«Читателя найду в потомстве…». Записки провинциальной учительницы | страница 18



«Полную истину, — пишет далее И. Андроников, — во всеуслышание объявил человек, не принадлежавший к числу друзей Пушкина и даже лично с ним не знакомый. Это Михаил Лермонтов, 22 летний поэт, в ту пору ещё никому не известный, вдохновенный ученик Пушкина, который относится к нему с благоговением и больше всего на свете любит „Евгения Онегина“».

Лермонтов «на ты» с сотрудниками пушкинского «Современника», он встречался с Дантесом в компании молодых кавалергардов… он хорошо знал, каково окружение этого любимца придворной знати. Стихотворение «Смерть поэта», 29 января уже фактически готовое, опиралось на факты, известные Лермонтову.

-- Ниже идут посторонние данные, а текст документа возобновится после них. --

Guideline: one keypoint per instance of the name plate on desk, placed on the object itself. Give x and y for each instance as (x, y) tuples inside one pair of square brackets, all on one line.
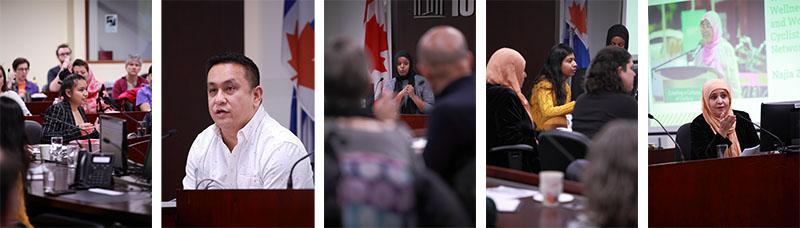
[(265, 208)]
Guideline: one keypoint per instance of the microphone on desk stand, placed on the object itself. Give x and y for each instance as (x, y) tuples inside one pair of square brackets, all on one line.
[(680, 150), (289, 182), (782, 148), (88, 140)]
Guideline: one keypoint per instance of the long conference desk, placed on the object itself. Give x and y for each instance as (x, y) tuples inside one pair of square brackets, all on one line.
[(530, 213), (133, 208), (761, 190)]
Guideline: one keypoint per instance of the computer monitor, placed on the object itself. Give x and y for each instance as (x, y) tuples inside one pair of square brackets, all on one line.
[(113, 141), (783, 120)]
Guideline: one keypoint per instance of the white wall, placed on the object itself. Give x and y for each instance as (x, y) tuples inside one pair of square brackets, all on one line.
[(344, 19), (263, 26), (33, 29)]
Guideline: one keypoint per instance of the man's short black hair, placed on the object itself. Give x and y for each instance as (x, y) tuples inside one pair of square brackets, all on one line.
[(60, 46), (228, 57), (19, 61)]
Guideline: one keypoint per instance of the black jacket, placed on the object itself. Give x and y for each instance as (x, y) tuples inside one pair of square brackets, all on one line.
[(507, 123), (704, 140), (593, 110)]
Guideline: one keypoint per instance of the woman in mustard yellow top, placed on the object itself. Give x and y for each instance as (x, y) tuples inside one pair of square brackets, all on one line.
[(549, 104)]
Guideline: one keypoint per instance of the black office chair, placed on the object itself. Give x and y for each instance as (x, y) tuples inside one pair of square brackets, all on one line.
[(510, 156), (559, 148), (34, 131), (684, 140)]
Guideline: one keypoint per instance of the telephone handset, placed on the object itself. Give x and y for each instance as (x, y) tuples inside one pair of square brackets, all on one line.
[(94, 170)]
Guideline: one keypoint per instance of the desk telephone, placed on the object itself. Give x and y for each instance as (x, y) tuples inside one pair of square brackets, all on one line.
[(94, 170)]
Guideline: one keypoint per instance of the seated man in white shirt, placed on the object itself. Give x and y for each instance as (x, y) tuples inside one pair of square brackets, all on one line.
[(245, 147)]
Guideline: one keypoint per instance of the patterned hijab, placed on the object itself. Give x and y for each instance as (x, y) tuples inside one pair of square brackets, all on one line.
[(714, 121), (506, 67)]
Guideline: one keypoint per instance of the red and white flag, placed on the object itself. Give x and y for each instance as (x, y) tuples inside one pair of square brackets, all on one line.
[(376, 41)]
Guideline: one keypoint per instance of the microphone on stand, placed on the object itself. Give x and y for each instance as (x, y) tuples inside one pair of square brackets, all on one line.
[(781, 145), (668, 135), (88, 140), (289, 182)]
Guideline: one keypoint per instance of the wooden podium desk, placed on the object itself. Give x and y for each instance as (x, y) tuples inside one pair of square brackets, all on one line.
[(239, 208), (133, 208), (761, 190)]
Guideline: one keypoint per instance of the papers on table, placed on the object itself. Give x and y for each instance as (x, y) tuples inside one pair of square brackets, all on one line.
[(507, 198)]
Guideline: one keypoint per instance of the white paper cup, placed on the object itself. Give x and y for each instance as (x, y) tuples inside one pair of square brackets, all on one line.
[(551, 184)]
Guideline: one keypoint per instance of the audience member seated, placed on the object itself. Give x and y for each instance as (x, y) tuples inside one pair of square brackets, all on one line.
[(22, 85), (400, 191), (64, 55), (551, 97), (718, 126), (413, 92), (608, 86), (67, 118), (145, 94), (5, 92), (617, 36), (93, 102), (611, 176), (14, 144), (130, 81), (9, 197), (507, 119)]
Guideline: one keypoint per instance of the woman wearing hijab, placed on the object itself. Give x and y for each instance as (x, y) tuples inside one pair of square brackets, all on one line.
[(413, 92), (717, 125), (508, 121), (717, 53), (617, 36), (551, 99)]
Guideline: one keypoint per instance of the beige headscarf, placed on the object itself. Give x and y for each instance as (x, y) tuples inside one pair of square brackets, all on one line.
[(714, 121), (506, 67)]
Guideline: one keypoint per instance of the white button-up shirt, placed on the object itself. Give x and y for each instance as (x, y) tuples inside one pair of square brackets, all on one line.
[(262, 158)]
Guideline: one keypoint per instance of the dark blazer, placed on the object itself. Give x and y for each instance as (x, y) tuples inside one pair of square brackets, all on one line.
[(53, 128), (507, 123), (704, 140)]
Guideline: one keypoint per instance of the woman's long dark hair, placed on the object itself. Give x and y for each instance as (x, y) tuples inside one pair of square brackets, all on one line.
[(603, 75), (551, 71), (13, 141)]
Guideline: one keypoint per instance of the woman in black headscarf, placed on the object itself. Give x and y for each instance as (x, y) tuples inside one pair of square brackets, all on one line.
[(617, 36), (413, 92)]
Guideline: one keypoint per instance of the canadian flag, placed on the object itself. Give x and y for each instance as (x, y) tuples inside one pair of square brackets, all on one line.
[(298, 58), (376, 42)]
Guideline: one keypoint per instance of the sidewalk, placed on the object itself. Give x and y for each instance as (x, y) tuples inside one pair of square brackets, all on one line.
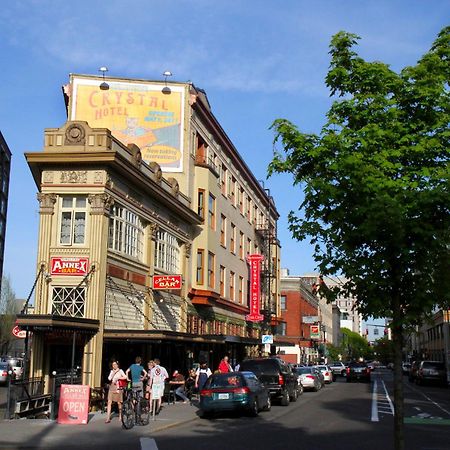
[(43, 434)]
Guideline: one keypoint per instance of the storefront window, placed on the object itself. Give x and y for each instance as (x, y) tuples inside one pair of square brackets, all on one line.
[(68, 301), (167, 252), (72, 220), (126, 232)]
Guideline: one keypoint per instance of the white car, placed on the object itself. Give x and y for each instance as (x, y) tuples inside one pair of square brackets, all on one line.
[(326, 372), (309, 378)]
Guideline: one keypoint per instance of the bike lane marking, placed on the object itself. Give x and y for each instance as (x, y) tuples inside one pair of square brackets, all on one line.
[(424, 418), (374, 417), (148, 444)]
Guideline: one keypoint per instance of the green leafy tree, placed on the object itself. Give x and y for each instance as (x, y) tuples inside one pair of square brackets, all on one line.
[(376, 187), (7, 315)]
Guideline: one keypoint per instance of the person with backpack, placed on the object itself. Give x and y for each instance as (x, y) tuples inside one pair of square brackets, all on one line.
[(201, 375)]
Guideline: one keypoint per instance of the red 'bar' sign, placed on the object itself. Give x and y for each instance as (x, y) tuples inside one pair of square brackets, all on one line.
[(255, 288), (69, 266), (167, 282)]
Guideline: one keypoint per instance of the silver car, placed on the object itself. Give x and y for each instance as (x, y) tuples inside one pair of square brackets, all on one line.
[(326, 372), (309, 378)]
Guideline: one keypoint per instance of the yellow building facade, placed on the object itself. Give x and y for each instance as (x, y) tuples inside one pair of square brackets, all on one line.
[(141, 183)]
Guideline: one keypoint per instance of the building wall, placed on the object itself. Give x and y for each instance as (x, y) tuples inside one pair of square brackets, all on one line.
[(297, 302), (118, 191)]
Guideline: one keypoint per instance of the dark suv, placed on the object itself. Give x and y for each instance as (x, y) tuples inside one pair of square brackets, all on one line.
[(358, 371), (431, 371), (276, 375)]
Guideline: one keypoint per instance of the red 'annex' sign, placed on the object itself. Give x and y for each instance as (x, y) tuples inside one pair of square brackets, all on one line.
[(167, 282), (69, 266), (74, 404), (255, 288), (18, 333)]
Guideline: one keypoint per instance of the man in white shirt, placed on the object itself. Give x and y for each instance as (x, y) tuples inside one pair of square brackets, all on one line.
[(157, 377)]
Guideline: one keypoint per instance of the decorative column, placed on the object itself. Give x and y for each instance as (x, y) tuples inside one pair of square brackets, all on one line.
[(153, 230), (46, 212), (185, 272), (96, 292)]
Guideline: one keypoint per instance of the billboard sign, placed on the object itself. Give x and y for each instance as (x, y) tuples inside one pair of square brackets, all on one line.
[(69, 266), (136, 112), (255, 288), (167, 282), (310, 319), (73, 404), (314, 331), (18, 333)]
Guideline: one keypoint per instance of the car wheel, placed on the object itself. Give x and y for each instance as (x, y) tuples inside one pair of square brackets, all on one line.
[(294, 396), (204, 414), (254, 409), (285, 398)]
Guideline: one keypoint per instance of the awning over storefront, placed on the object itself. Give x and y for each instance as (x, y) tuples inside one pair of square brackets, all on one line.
[(50, 323), (158, 335)]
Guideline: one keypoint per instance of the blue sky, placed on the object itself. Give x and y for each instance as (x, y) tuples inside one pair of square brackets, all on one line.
[(258, 60)]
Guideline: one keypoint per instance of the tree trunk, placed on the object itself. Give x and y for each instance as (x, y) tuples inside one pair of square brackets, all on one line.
[(397, 335)]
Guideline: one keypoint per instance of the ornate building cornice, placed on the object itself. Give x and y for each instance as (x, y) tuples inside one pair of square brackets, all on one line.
[(47, 203), (100, 203)]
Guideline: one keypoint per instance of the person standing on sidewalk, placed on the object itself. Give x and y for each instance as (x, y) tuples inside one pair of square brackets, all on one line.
[(136, 373), (115, 393), (178, 380), (157, 378)]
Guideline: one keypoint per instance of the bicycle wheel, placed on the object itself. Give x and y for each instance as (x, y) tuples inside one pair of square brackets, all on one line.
[(128, 414), (144, 412)]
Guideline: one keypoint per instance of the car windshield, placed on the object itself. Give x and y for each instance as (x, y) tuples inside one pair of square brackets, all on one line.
[(260, 366), (225, 381), (358, 365), (433, 365)]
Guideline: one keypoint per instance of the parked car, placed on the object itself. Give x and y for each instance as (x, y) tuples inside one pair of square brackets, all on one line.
[(326, 372), (406, 367), (431, 372), (413, 371), (309, 378), (338, 369), (358, 371), (276, 375), (4, 372), (234, 391)]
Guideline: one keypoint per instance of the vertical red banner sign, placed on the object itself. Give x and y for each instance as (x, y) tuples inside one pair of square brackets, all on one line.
[(255, 288), (73, 404)]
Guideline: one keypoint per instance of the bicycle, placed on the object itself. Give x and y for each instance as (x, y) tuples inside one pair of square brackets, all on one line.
[(135, 409)]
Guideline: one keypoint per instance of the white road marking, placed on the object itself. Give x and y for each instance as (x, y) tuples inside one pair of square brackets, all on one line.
[(148, 444), (430, 400), (374, 403), (388, 398)]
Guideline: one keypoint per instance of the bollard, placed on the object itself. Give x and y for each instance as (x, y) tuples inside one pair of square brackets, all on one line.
[(53, 405), (8, 397)]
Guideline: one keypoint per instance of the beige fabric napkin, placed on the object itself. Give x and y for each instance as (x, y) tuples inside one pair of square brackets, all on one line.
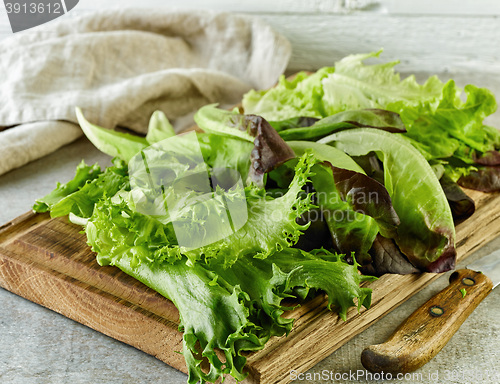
[(120, 66)]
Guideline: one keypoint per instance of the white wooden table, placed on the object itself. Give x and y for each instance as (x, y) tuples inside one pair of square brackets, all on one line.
[(455, 39)]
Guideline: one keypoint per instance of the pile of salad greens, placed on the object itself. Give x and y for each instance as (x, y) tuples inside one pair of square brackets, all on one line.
[(323, 182)]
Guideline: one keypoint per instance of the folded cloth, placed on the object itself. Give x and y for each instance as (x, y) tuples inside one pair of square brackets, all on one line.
[(120, 66)]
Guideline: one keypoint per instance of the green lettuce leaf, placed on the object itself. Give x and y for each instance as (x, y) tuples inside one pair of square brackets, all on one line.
[(368, 118), (440, 125), (234, 309), (159, 128), (84, 173)]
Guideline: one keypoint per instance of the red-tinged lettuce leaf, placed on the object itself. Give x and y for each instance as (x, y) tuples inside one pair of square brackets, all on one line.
[(426, 234), (369, 118), (462, 206), (367, 196), (485, 179), (355, 207), (387, 258), (229, 310), (269, 151)]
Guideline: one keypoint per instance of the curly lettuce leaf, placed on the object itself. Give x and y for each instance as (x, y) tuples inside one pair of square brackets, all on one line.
[(300, 96), (236, 309), (84, 173)]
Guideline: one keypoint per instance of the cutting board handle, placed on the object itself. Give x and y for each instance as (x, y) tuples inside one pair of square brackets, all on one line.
[(420, 337)]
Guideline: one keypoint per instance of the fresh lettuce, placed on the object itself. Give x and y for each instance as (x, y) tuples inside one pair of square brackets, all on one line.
[(229, 289), (426, 234)]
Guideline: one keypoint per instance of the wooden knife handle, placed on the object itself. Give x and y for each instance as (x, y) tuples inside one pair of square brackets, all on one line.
[(420, 337)]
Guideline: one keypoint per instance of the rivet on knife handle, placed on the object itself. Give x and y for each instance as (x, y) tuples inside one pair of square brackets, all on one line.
[(420, 337)]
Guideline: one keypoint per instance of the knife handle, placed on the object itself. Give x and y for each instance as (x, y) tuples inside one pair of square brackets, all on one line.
[(420, 337)]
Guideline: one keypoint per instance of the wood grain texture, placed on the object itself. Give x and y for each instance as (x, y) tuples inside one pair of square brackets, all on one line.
[(427, 330), (47, 261)]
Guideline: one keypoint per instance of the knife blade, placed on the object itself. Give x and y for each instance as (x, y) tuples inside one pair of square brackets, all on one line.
[(427, 330)]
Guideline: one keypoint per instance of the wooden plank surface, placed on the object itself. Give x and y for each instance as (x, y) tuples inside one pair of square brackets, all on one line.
[(48, 262)]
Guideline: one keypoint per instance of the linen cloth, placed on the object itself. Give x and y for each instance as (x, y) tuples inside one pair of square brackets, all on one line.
[(120, 66)]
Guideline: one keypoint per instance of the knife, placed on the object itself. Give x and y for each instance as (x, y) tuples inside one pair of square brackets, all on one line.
[(420, 337)]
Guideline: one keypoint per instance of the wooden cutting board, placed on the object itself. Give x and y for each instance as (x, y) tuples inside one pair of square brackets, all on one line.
[(48, 262)]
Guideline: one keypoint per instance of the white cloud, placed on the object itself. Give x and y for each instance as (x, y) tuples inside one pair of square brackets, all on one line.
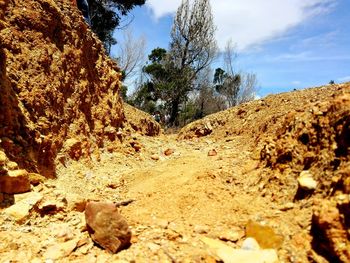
[(250, 23), (344, 79)]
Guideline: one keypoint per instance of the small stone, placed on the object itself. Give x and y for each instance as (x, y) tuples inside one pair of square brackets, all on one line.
[(12, 166), (231, 235), (155, 157), (212, 152), (287, 206), (163, 223), (250, 244), (75, 202), (61, 250), (35, 178), (306, 181), (3, 158), (15, 182), (106, 226), (168, 152), (73, 147), (50, 207), (200, 229), (264, 235), (228, 254), (21, 209), (136, 145)]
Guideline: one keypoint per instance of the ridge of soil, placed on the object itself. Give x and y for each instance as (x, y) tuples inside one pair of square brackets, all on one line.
[(229, 176)]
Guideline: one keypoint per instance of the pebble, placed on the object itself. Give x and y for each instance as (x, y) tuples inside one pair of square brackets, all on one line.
[(15, 182), (250, 244), (155, 157), (230, 235), (200, 229), (21, 209), (106, 226), (2, 158), (212, 152), (12, 166), (287, 206), (306, 181), (168, 152)]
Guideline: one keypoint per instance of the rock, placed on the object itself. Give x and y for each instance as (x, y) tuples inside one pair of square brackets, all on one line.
[(21, 209), (230, 235), (287, 206), (106, 226), (3, 158), (136, 145), (168, 152), (35, 178), (212, 152), (163, 223), (12, 166), (50, 207), (250, 244), (200, 229), (61, 250), (306, 181), (73, 147), (264, 235), (228, 254), (15, 182), (155, 157), (75, 202)]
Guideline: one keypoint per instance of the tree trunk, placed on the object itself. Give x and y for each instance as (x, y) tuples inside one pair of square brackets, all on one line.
[(174, 114)]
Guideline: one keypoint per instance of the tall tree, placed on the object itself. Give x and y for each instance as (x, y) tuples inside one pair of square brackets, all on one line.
[(130, 54), (235, 87), (192, 48), (106, 16)]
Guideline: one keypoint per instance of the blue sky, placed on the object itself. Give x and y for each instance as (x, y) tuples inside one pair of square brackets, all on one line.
[(288, 44)]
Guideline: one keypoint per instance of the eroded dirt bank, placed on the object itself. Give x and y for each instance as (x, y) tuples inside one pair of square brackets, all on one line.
[(276, 169), (226, 188), (59, 91)]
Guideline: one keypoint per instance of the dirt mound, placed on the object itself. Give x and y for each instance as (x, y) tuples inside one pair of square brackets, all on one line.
[(56, 84), (293, 133), (317, 141), (140, 121), (259, 117)]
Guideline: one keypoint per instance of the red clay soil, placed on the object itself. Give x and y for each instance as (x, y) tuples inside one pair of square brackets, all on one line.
[(229, 176)]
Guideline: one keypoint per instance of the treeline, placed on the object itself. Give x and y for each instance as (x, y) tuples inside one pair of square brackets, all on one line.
[(179, 82)]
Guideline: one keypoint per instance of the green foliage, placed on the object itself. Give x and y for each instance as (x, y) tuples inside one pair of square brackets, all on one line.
[(123, 92), (227, 85), (106, 16)]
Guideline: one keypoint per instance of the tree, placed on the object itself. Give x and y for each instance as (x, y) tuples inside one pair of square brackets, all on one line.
[(131, 54), (235, 87), (248, 88), (192, 49), (106, 16), (227, 85)]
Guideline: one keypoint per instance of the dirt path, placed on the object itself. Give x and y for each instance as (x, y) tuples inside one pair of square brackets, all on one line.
[(178, 199)]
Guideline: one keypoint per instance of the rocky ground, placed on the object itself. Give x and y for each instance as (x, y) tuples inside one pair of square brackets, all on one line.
[(266, 181), (199, 199)]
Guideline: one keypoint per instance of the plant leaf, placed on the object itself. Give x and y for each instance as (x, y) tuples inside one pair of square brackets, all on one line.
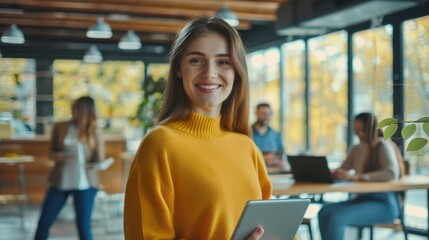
[(423, 119), (416, 144), (408, 131), (386, 122), (426, 128), (390, 130)]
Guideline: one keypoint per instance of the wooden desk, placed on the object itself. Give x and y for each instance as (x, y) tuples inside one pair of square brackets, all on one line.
[(19, 161), (37, 172), (285, 185)]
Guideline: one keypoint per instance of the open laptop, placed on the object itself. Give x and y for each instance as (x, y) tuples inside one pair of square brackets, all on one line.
[(310, 169)]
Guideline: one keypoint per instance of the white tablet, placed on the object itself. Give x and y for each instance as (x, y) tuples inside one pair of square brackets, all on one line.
[(280, 218)]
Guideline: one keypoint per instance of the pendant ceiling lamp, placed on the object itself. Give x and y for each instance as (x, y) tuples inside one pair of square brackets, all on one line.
[(99, 30), (130, 41), (229, 16), (13, 35), (93, 55)]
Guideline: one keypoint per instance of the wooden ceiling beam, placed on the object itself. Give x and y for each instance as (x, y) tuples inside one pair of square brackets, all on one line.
[(185, 10), (76, 21)]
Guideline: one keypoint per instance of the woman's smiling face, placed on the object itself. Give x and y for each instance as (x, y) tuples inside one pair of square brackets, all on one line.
[(207, 73)]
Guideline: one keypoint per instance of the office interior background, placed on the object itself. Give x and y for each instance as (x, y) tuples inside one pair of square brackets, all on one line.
[(318, 63)]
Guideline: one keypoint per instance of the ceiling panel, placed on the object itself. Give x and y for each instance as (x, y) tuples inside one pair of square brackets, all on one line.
[(155, 21)]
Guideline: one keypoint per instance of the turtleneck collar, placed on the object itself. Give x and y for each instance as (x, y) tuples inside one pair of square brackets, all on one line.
[(200, 125)]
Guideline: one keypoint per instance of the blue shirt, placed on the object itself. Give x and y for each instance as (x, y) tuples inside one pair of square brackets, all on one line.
[(271, 141)]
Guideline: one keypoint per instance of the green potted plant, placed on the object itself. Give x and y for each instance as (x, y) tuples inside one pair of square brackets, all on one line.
[(390, 126)]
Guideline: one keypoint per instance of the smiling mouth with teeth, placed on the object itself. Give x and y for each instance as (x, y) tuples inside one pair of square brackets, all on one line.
[(208, 87)]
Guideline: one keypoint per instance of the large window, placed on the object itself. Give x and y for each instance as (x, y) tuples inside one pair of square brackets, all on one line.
[(416, 66), (372, 65), (293, 100), (328, 95), (264, 77), (115, 86), (416, 46), (18, 93)]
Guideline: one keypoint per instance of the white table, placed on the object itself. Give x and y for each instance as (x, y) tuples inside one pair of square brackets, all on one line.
[(18, 161)]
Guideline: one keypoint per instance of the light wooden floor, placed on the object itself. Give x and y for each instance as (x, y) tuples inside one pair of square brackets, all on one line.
[(111, 228)]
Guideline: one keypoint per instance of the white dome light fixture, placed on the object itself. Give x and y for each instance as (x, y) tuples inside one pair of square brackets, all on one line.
[(100, 30), (13, 35), (229, 16), (93, 55), (130, 41)]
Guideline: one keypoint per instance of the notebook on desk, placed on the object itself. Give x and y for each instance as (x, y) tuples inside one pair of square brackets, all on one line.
[(311, 169)]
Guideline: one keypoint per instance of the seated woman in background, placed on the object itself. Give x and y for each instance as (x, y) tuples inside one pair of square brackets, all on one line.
[(373, 159)]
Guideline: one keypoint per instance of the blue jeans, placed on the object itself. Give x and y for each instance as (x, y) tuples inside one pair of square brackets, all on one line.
[(55, 199), (364, 210)]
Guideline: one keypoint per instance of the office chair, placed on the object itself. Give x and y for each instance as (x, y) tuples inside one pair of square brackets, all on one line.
[(397, 224)]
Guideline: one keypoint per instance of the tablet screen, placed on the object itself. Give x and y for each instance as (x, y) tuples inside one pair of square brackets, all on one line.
[(280, 218)]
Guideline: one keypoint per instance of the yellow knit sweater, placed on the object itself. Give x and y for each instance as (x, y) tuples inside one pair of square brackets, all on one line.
[(190, 180)]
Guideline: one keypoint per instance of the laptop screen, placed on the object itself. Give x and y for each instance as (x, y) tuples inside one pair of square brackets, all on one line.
[(310, 169)]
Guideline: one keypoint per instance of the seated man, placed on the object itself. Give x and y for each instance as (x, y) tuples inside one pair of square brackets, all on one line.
[(267, 139)]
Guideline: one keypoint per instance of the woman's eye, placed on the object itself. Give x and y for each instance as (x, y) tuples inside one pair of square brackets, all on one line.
[(224, 62), (196, 60)]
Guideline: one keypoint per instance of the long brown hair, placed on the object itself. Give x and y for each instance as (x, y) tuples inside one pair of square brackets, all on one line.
[(235, 109), (84, 116)]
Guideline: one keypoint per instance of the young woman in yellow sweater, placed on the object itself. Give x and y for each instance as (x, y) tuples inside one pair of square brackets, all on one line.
[(194, 172)]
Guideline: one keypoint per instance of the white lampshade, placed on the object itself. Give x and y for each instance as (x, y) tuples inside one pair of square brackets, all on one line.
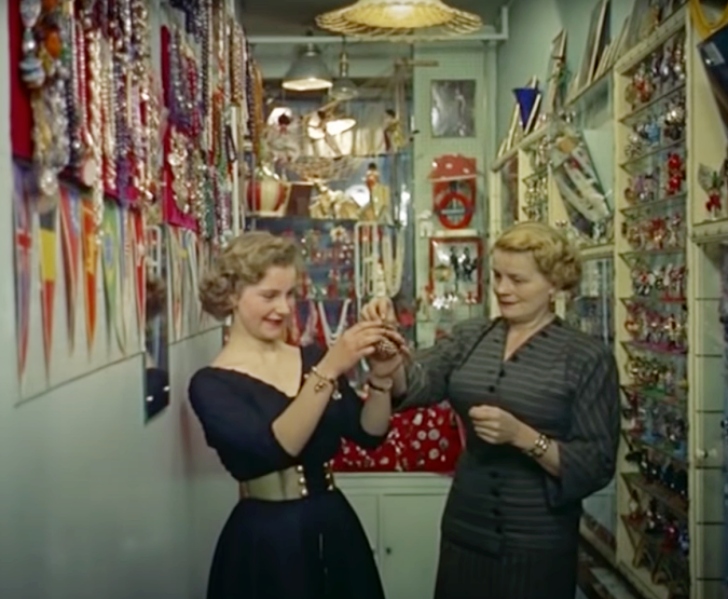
[(339, 125), (308, 72)]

Стихи «на смерть», так же, как и оды «на свободу», уже тогда не были в России новостью, хотя именно стихотворение Лермонтова вызвало волну подражаний и положило начало всевозможным посмертным «венкам». До 1837 года «стихи на смерть» создавались или в элегически-философском, или в пародийно-ироническом ключе. Мучительные размышления о жизни и смерти, связанные с потерей близкого человека, находим, например, в известной элегии В. И. Майкова «На смерть Ф. Г. Волкова», или в державинском стихотворении «На смерть князя Мещерского» («где стол был яств, там гроб стоит»). Смысл этих произведений развивается в нескольких направлениях: неизбежность смерти и разрушения человеческого тела, вместилища души; обращение к ушедшему другу; подчёркивание равенства перед смертью всех людей — от владыки до последнего раба; обращение поэта к собственной судьбе — то же самое ждёт и меня. Такие «стихи на смерть» если и содержат социальный пафос, то это пафос равенства всех перед неизбежностью, столь свойственный сентименталистской эстетике, в русле которой и движется элегическая линия русской поэзии конца 18 века.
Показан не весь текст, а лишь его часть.